Secondo il presidente di Coldiretti Trentino Alto Adige Gianluca Barbacovi "per garantirsi prodotti freschi e di qualità ma anche per sostenere il sistema produttivo nazionale duramente colpito dal clima per ottimizzare la spesa e non cadere negli inganni il consiglio della Coldiretti è di verificare la provenienza italiana, acquistare prodotti locali che non devono subire grandi spostamenti, comprare direttamente dagli agricoltori o nei mercati di Campagna Amica e non cercare per forza il frutto perfetto perché piccoli problemi estetici non alterano le qualità organolettiche e nutrizionali".

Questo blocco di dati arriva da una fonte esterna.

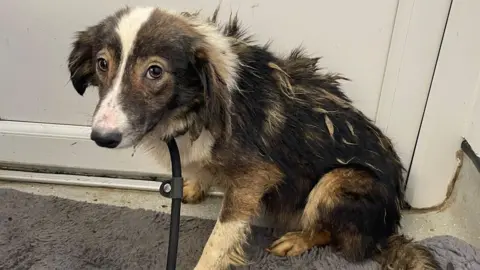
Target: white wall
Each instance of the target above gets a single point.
(472, 133)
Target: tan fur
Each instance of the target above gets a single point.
(403, 252)
(329, 124)
(296, 243)
(327, 193)
(224, 246)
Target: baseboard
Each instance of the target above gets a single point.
(467, 148)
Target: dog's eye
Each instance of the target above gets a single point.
(102, 64)
(154, 72)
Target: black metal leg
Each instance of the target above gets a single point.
(173, 189)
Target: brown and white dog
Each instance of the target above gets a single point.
(274, 132)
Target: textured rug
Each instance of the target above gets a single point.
(45, 232)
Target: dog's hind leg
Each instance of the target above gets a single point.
(241, 202)
(344, 208)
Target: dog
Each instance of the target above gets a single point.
(277, 134)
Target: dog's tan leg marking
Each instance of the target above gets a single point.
(296, 243)
(241, 202)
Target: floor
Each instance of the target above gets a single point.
(461, 218)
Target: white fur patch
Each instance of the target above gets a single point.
(110, 116)
(217, 40)
(198, 151)
(226, 238)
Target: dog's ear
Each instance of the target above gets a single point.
(217, 114)
(80, 60)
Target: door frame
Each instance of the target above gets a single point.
(415, 42)
(451, 105)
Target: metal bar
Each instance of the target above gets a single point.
(84, 181)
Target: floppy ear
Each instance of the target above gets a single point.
(80, 61)
(217, 114)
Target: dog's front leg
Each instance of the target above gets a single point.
(240, 204)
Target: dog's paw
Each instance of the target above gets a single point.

Sotto accusa le importazioni considerate "incontrollate" dall’estero favorite dagli accordi commerciali agevolati stipulati dall’Unione Europea: "come il caso delle condizioni favorevoli che sono state concesse al Marocco per pomodoro da mensa, arance, clementine, fragole, cetrioli e zucchine o all’Egitto per fragole, uva da tavola, finocchi e carciofi - continua Coldiretti -. Accordi fortemente contestati perché nei paesi di origine è spesso permesso l’uso di pesticidi pericolosi per la salute che sono vietati in Europa, ma anche perché le coltivazioni sono realizzate in condizioni di dumping sociale per il basso costo della manodopera".

Secondo l'associazione, sul fronte dell’interscambio commerciale con il mondo, l’Italia registra nel 2021 uno sbilanciamento negativo con le importazioni che pare superino le esportazioni di oltre il 17% con 1,9 miliardi di chili di frutta e verdura arrivati dall’estero nei primi cinque mesi dell’anno.

“È necessario che tutti i prodotti che entrano nei confini nazionali ed europei rispettino gli stessi criteri, garantendo che dietro gli alimenti, italiani e stranieri, in vendita sugli scaffali ci sia un analogo percorso di qualità che riguarda l’ambiente, il lavoro e la salute, secondo il principio di reciprocità - afferma il Presidente della Coldiretti Ettore Prandini nel sottolineare però la necessità di - superare l’attuale frammentazione e dispersione delle risorse per la promozione del vero Made in Italy all’estero puntando a un’agenzia unica che accompagni le imprese in giro nel mondo sul modello della Sopexa e ad investire sulle ambasciate, introducendo nella valutazione principi legati al numero dei contratti commerciali”.